Here’s what I want to point out. The conventional wisdom from 1995 to maybe 2003, was that a web site had to keep its visitors “on the site” and never give them a chance to leave. A visitor who went off to another site was equivalent to a lost sale. So web sites jealously guarded their links and seldom contained “offsite” links (those whose targets are outside the web site). The sites that did contain “links pages” (meaning pages of reciprocal links with other web sites) were primarily those of individuals — and search engines like Yahoo.
Now today, in the blogosphere, it’s become an accepted belief that people who search for information about “X” would be interested in reading about “X” no matter whose blog it’s in. So if you’ve searched for “Dalai Lama” and gotten to my blog, the assumption is that you’d like to read other blogs that mention the “Dalai Lama.” How is that accomplished? And is it even good for me, as a blog-writer, to facilitate your going off to read other blogs?
I guess I’d say that in the blogosphere what we write is so interlinked with other blogs that honestly we don’t even care if you go read someone else’s blog, because you’re likely to come back here anyway. Or maybe I’d even encourage it because then you’d view me as your original source of information and you’d be back for more inspiration.
But if “old style” web sites found it hard to get people to “return,” then why is a blog stickier than a regular web site?
I think it’s stickier because of two factors. First, most blog readers either know the blogger personally, or are so in tune with the blogger that they’ll return over and over anyway; and second, RSS Feeds make it possible for visitors to subscribe to a blog and then return whenever there’s new material. (Thanks to Dave Winer and the other inventors, refiners and popularizers of this mechanism!)
And for me the feed is the real key factor. Always. If I can get you to subscribe to my RSS feed, then I don’t need to worry that you’ve gone elsewhere to continue reading, because you’ll be notified the next time I write a post and you’ll come back to read my blog again. Aha! That’s gotta be the key.
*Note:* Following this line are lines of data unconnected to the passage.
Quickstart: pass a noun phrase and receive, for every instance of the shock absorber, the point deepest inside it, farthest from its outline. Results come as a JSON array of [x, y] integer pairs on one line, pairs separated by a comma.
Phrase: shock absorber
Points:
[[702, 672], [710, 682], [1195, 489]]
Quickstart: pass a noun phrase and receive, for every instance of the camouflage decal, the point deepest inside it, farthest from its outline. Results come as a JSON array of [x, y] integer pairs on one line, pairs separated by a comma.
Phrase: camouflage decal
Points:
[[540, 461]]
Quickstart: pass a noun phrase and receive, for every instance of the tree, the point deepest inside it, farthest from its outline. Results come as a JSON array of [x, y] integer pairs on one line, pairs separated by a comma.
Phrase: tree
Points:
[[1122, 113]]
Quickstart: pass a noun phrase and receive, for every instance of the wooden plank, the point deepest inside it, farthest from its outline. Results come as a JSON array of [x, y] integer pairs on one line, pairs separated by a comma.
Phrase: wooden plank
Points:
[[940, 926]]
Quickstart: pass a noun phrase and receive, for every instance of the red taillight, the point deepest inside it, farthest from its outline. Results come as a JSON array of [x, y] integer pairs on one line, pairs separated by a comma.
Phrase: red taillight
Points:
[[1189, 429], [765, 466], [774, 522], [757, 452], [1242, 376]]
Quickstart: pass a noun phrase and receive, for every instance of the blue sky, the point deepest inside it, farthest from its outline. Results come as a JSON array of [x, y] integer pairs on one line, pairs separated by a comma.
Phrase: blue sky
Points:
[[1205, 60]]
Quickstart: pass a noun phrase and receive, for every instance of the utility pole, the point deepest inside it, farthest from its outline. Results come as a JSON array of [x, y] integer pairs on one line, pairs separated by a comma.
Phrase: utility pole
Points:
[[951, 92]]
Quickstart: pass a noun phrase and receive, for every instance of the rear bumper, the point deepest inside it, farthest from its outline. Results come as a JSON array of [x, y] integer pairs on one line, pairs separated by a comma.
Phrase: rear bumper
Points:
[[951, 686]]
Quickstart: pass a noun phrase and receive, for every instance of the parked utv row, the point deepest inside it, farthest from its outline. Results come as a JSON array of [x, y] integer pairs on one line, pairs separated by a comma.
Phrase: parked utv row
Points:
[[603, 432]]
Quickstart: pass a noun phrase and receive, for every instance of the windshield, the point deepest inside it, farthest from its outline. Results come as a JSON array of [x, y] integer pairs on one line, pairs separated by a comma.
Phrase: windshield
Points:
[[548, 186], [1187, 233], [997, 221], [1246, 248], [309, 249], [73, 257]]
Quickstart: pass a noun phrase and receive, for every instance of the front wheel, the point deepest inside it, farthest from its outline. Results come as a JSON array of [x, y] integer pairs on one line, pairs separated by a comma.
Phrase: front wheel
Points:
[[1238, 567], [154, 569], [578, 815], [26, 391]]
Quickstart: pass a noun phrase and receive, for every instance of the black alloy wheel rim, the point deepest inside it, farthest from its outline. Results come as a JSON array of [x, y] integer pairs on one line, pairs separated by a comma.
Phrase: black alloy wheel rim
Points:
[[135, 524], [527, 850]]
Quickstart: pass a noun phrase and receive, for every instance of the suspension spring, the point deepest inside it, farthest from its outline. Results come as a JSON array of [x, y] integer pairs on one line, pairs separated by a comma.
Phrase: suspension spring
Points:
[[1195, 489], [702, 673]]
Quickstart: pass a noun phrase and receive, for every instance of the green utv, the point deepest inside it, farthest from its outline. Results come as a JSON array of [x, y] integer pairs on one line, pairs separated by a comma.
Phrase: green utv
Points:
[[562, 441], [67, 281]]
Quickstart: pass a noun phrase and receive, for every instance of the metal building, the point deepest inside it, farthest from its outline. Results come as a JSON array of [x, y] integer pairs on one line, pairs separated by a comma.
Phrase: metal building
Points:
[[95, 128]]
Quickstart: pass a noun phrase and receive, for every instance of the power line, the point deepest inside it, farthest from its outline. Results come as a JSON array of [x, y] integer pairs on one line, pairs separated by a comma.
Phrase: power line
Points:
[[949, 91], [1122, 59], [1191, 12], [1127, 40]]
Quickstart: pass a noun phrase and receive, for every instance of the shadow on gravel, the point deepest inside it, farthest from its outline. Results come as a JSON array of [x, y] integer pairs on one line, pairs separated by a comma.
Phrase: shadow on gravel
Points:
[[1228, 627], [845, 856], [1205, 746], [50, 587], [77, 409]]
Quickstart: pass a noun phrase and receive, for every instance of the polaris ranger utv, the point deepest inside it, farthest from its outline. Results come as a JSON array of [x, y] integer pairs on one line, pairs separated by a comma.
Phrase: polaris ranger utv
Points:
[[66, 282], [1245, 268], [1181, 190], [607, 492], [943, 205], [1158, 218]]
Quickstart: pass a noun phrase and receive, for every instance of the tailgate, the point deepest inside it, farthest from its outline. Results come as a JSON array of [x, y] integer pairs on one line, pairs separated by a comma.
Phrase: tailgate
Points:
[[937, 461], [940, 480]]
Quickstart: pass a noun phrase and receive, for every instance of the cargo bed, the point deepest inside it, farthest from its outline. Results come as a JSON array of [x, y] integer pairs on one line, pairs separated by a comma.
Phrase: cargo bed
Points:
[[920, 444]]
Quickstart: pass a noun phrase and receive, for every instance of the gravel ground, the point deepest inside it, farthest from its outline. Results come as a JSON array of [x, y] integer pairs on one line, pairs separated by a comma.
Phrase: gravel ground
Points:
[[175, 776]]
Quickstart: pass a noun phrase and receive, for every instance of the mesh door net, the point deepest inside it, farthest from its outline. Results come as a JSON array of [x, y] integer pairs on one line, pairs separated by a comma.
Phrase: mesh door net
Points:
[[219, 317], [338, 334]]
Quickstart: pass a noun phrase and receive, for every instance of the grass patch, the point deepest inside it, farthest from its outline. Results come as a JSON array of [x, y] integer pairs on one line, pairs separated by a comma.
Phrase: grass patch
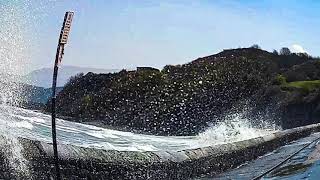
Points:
[[306, 86]]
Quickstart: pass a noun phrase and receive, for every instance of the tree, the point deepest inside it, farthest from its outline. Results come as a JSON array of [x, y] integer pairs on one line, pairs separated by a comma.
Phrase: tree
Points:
[[275, 52], [285, 51], [255, 46]]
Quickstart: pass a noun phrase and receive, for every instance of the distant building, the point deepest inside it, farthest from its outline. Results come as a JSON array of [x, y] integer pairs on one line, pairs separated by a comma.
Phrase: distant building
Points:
[[143, 69]]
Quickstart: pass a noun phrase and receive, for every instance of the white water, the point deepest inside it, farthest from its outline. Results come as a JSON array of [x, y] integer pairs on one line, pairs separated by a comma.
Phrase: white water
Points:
[[37, 126]]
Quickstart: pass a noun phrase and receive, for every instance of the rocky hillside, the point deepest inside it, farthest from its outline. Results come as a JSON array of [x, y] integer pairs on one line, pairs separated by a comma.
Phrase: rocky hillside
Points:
[[177, 100]]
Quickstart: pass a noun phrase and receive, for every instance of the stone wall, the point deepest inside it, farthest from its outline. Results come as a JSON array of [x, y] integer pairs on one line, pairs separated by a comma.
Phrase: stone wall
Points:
[[86, 163]]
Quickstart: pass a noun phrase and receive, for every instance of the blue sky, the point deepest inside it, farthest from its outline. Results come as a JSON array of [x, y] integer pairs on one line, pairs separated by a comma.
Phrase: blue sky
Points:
[[116, 34]]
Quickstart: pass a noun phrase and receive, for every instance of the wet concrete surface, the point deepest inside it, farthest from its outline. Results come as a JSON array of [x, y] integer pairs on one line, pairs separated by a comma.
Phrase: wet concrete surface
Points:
[[304, 165]]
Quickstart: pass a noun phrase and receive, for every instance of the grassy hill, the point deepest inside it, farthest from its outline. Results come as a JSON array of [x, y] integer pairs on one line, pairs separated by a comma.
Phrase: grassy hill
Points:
[[177, 100]]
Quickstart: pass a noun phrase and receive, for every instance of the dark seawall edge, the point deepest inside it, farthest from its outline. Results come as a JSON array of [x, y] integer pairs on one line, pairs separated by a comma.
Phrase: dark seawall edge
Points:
[[88, 163]]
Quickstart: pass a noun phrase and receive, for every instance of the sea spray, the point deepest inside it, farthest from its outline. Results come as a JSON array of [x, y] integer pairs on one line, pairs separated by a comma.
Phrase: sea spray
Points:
[[234, 128]]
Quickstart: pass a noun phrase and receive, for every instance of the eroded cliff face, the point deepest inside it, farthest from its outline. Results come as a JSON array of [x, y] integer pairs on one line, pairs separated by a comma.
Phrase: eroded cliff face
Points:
[[295, 102], [178, 100]]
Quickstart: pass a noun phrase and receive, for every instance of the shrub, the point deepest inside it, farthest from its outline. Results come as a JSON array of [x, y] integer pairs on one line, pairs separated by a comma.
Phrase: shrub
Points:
[[280, 80]]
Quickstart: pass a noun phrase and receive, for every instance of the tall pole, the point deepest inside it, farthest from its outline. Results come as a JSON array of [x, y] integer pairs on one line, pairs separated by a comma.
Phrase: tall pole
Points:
[[60, 51]]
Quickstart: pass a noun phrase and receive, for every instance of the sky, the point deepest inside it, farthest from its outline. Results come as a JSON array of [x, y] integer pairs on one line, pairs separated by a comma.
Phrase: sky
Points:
[[114, 34]]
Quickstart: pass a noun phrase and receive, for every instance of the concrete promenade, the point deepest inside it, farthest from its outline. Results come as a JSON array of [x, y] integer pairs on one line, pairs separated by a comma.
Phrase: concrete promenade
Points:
[[86, 163]]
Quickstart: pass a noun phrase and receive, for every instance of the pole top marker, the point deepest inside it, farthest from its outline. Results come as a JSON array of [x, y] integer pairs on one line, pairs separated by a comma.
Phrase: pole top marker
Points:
[[66, 27]]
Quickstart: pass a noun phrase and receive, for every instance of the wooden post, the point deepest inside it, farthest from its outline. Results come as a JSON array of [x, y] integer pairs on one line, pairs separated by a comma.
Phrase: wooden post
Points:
[[60, 51]]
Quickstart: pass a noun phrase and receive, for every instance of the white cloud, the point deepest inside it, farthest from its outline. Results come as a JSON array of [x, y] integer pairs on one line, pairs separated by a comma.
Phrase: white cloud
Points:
[[296, 48]]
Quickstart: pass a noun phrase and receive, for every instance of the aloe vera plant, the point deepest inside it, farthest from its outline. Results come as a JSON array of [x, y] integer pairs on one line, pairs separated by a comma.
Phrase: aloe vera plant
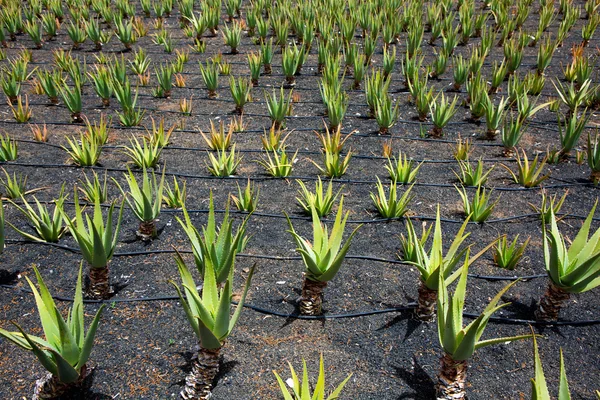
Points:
[[460, 343], [97, 242], [48, 227], [216, 247], [539, 388], [66, 348], [209, 315], [145, 201], [301, 391], [575, 269], [322, 258]]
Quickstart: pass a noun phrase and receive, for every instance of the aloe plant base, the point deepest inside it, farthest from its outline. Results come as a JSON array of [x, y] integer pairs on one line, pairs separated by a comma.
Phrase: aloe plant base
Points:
[[311, 301], [198, 384], [147, 231], [451, 379], [426, 302], [50, 387], [99, 284], [551, 303]]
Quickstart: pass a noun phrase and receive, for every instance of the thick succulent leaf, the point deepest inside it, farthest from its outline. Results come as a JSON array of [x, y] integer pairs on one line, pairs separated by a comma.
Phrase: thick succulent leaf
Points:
[[240, 307], [508, 339], [76, 316], [583, 273], [582, 236], [221, 328], [46, 361], [320, 386], [208, 339], [336, 393], [210, 295], [47, 314], [539, 388], [88, 343], [283, 387], [337, 263], [65, 372], [563, 385]]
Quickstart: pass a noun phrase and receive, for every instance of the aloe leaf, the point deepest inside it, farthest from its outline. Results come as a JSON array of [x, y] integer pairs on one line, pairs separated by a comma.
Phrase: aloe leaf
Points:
[[86, 349]]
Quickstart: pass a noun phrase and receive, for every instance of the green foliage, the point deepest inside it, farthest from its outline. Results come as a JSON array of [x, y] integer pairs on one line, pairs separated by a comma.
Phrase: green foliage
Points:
[[85, 152], [575, 269], [391, 206], [479, 208], [216, 248], [175, 197], [225, 163], [324, 256], [247, 200], [507, 255], [209, 314], [470, 176], [461, 342], [8, 149], [145, 199], [94, 190], [145, 154], [67, 347], [319, 200], [301, 391], [528, 174], [539, 388], [97, 240], [280, 164], [48, 227]]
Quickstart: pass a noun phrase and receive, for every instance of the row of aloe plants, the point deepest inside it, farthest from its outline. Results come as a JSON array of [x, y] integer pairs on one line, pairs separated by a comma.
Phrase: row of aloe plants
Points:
[[571, 269]]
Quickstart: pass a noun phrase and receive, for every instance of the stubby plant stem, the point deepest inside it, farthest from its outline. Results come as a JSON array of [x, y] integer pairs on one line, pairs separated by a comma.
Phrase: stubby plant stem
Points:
[[437, 132], [99, 287], [147, 230], [198, 384], [551, 303], [311, 301], [451, 379], [595, 177], [50, 387], [426, 302]]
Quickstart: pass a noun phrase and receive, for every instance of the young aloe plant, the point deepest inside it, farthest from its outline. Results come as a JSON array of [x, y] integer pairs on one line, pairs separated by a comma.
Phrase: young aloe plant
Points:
[[539, 388], [458, 342], [391, 206], [301, 391], [48, 227], [210, 317], [432, 265], [401, 169], [246, 200], [66, 349], [2, 229], [144, 201], [97, 242], [507, 256], [571, 270], [217, 247], [319, 200], [528, 174], [322, 258]]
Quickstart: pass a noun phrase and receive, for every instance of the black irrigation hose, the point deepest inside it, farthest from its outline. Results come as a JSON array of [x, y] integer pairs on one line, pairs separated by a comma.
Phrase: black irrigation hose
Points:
[[298, 177], [277, 258], [306, 152], [355, 314]]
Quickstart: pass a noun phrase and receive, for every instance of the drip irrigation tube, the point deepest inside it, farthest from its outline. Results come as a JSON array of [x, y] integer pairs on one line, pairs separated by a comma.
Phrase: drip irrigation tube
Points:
[[355, 314], [299, 177], [275, 258]]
So here are the two connection-points I’d like you to be aware of. First, Technorati. And you’ll see a link to Technorati in the right sidebar on this blog on every page. Second, Sphere, which allows you to search out blog entries on other people’s blogs that are “like” my posts on my blog. There’s a link to Sphere at the bottom of each post. When you click it, Sphere examines the contents of my article and points you at similar articles on other blogs.